Al Capone & The Outfit on the Golf Course

Alphonse Gabriel Capone: Italian-American Prohibition-era gangster, brutal Chicago Outfit mob boss….and as it turns out, also a great one for golf. 

Away from his business dealings and violent deeds with The Outfit, it seems he enjoyed nothing more than participating in some target practice of a very different kind – on the fairway. During his time on the green, the terms ‘backhander’, ‘hook’, ‘skull’ and ‘watery grave’ would have been used in a completely different context to his usual vocabulary.  

John Binder, author of ‘The Chicago Outfit: Images of America‘ told CNN “Al Capone was an avid golfer, some of the guys around him were too.’’ 

Capone enjoyed golf, but there is some evidence to say that he wasn’t much of an expert, or indeed very good at the game. 

Luciano Iorrizo says in the book ‘Al Capone: The Biography‘, ‘’”At first, he seldom broke 60 for nine holes; he eventually elevated to 18 holes though there is no evidence he was anything but a hacker on the golf course. His rounds were devoted to having fun with his gangster friends who drank plenty each hole, gambled recklessly on the stroke of a ball and carried loaded weapons in their golf bags for use in emergencies.” 

During the 1920s, Capone was a regular at Burnham Woods Golf Course, around 20 miles outside of Chicago. He often hosted games at the club with his associates. It was here that he employed Tim Sullivan, an eight-year-old caddie. In an interview for Sports Illustrated in 1972, Sullivan talked about his first round working on the green for Capone. It was a game where Capone teamed up with ‘Machine Gun’ Jack McGurn against Fred ‘The Killer’ Burke and Jake ‘Greasy Thumb’ Guzik, and bets were set at $500 per hole. Sullivan said “Capone teed off first. He fetched the ball a whack that would have sent it clear down the fairway, only he hooked it and it curved way off to the left into a clump of trees. I scrambled around on all fours for about 10 minutes trying to find it, scared to death Al would lose his temper and hit me or maybe shoot me, but all he did was grin, pat me on the head and call me Kid. ‘It’s O.K., Kid, So we lose a stroke, that’s all. Just gimme another ball.’ And I thought: ‘He can’t be as mean and rough as he’s cracked up to be.'” 
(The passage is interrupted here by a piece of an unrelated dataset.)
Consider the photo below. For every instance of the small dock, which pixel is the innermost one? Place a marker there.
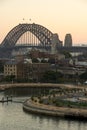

Tim Sullivan also tells of matches where drink had definitely been on the menu, and often arguments turned violent. Then there was the time when Capone shot himself in the foot after searching in his golf bag for one certain club. He accidentally set off a revolver in there. Sullivan also wrote about a game called ‘Blind Robin’. “One guy would stretch out flat on his back, shut his eyes tight, and let the others tee off from his chin. They used a putter and swung slow and careful. Otherwise they would have smashed the guy’s face. On the putting greens they’d throw down their pistol holders — clunk – and hold a wrestling match.” 

Al Capone’s niece, Deirdre Marie Capone, also speaks of her uncle’s love of golf in her book ‘Uncle Al Capone: The Untold Story from Inside His Family’. According to Ms Capone, Al once escaped to Scotland using a fake name, and traveled with a caddie who was also serving as a bodyguard. He purchased a handmade set of golf clubs whilst in Scotland, and had his initials engraved on them. In an interview with the Daily Express newspaper, she said, “He was in love with the game and with Scotland. I remember seeing his bag of clubs in the house in Miami. He told me they’d been made for him in Scotland.” 

Back in Chicago, Capone and his gang ran the golf clubs through their rackets. Most country clubs were built and paid for by the elites of society and it was an unspoken rule that only the socially acceptables and the upper classes were allowed in. The clubs in Chicago had a unique structure – gangsters earned protection money from the country clubs and so had access to the golf courses. 

There’s no doubt that important discussions and decisions would have taken place on the green between Capone and his associates. It would’ve presented the perfect opportunity to get some space and privacy to discuss their particular brand of business…and have fun and maybe make a few bucks  while they do it.